Total effing pickle.

One pickle at a time, Pen. One pickle at a time.

I sighed and pasted on a bright smile. Viktor’s distinctive voice, deep with an unrecognizable accent, was rambling away when I entered my mother’s hospital room.

My pasted smiled became a real one. She was awake and sitting up in bed. “Mom? Oh my God! Look at you,” I said.

Her long, golden hair was elaborately braided and her hazel eyes were bright and lively.

“Penelope! Baby!” She held out her arms for a hug. I rushed to her side and gripped her tightly. It felt so good to hold her, to see her awake again, that I wanted to cry. But I decided not to ruin the moment with any blubbering.

“You look fantastic,” I said.

“I feel exceptionally great. Must be the company.” She glanced at Viktor, who sat in his usual place next to the bed.

He also looked different. Maybe because he wore a cream-colored turtleneck, brown suede boots, and soft, faded jeans instead of his customary black getup.

Wow. He cleans up nicely. I’d never really gotten a good look at the man before, but with his high cheekbones and strong chin, he reminded me of that actor who’d played Thor—Chris something-or-other. In fact, Viktor could’ve been his very large older brother. Pretty dang gorgeous. But what was going on with that hair?

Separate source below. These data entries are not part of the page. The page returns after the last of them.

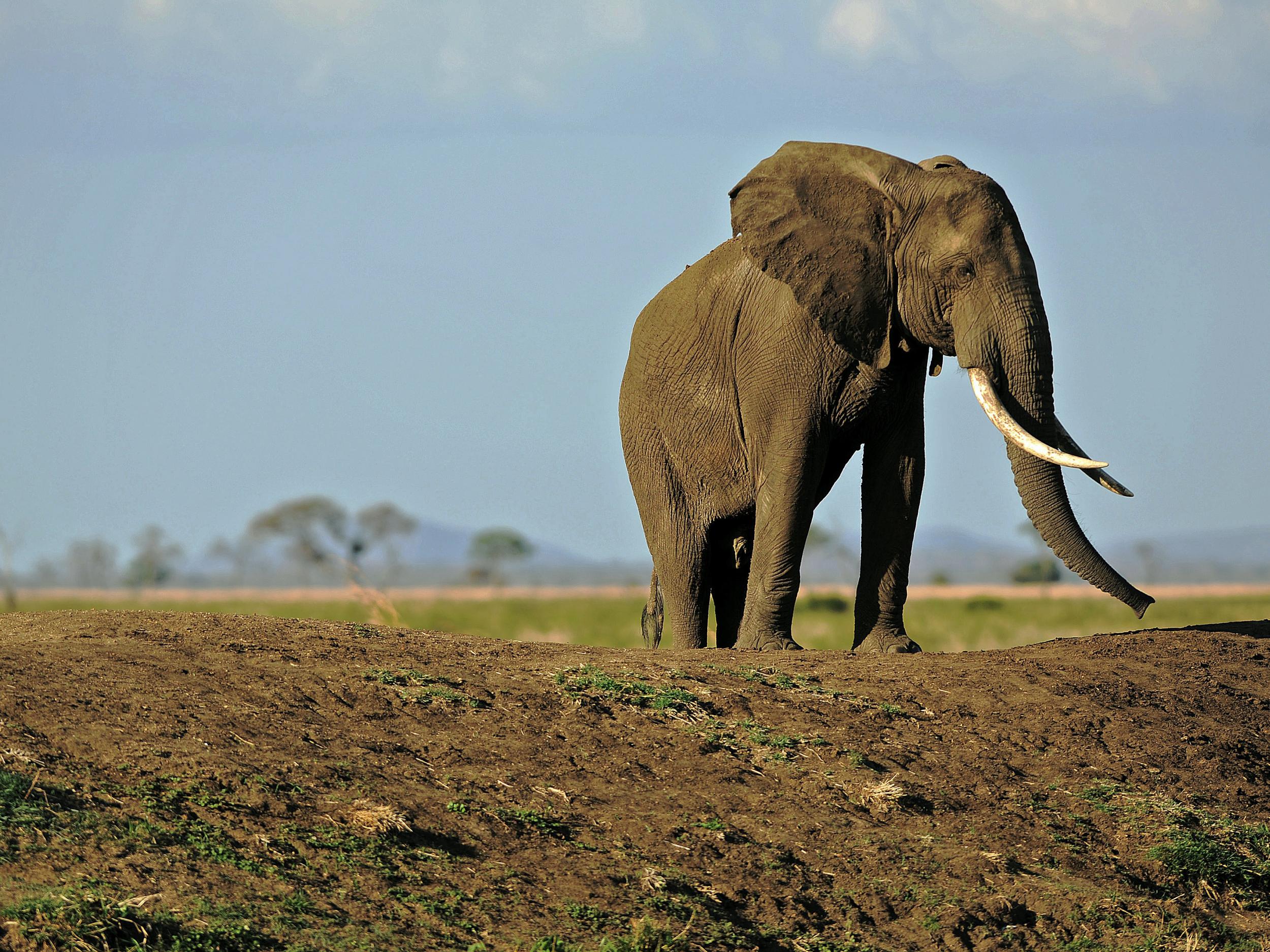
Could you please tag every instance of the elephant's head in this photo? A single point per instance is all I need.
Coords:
(890, 254)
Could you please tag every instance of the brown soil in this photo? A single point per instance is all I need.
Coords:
(258, 773)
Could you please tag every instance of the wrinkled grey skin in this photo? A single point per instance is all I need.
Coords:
(757, 374)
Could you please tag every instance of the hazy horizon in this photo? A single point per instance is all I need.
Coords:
(377, 250)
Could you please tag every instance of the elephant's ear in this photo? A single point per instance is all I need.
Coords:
(821, 219)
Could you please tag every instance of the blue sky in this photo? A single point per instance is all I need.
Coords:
(394, 250)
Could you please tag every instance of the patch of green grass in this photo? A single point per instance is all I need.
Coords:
(936, 625)
(1225, 855)
(748, 735)
(543, 822)
(88, 921)
(588, 681)
(17, 808)
(204, 841)
(591, 917)
(28, 806)
(773, 678)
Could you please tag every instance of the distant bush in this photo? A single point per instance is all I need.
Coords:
(985, 603)
(826, 603)
(1037, 570)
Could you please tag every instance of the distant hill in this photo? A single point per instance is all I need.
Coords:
(437, 544)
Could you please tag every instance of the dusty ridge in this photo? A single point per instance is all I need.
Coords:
(1022, 799)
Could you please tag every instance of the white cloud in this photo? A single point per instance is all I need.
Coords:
(858, 26)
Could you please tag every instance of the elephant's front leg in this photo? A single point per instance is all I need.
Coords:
(784, 503)
(895, 466)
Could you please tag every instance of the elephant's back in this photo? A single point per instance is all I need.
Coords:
(679, 394)
(682, 337)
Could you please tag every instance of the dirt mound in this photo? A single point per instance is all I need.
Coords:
(223, 782)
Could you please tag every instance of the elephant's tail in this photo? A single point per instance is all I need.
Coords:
(654, 613)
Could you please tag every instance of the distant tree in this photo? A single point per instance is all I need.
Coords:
(829, 544)
(377, 526)
(90, 564)
(155, 562)
(319, 532)
(1043, 568)
(491, 550)
(9, 544)
(314, 527)
(1035, 570)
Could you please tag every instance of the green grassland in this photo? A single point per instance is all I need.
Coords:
(821, 622)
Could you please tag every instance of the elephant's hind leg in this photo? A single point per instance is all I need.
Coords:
(728, 546)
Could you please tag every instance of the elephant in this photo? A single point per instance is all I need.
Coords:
(760, 370)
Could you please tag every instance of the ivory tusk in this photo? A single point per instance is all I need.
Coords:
(1017, 435)
(1101, 476)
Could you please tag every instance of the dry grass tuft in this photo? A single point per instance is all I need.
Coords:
(370, 818)
(880, 795)
(652, 880)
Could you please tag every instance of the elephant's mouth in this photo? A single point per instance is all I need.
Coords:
(1068, 453)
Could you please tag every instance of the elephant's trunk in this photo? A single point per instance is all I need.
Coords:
(1025, 377)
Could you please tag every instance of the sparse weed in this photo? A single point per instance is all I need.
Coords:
(1208, 851)
(418, 688)
(85, 921)
(588, 681)
(543, 822)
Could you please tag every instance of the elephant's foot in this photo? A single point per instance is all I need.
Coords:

“Matching braids?” I asked.

Viktor, a well-built man I often heard others refer to as the Viking tank—because he really used to be Viking—squirmed in his chair. “I—uh…wanted to show her the traditional braid from my village.”

Viktor braided her hair?

“I didn’t know they had metro Viking vampires.” Of course, I didn’t know there were gods, vampire gods, offspring of gods, evil priests, and leprechauns, either. Oh. And add angels.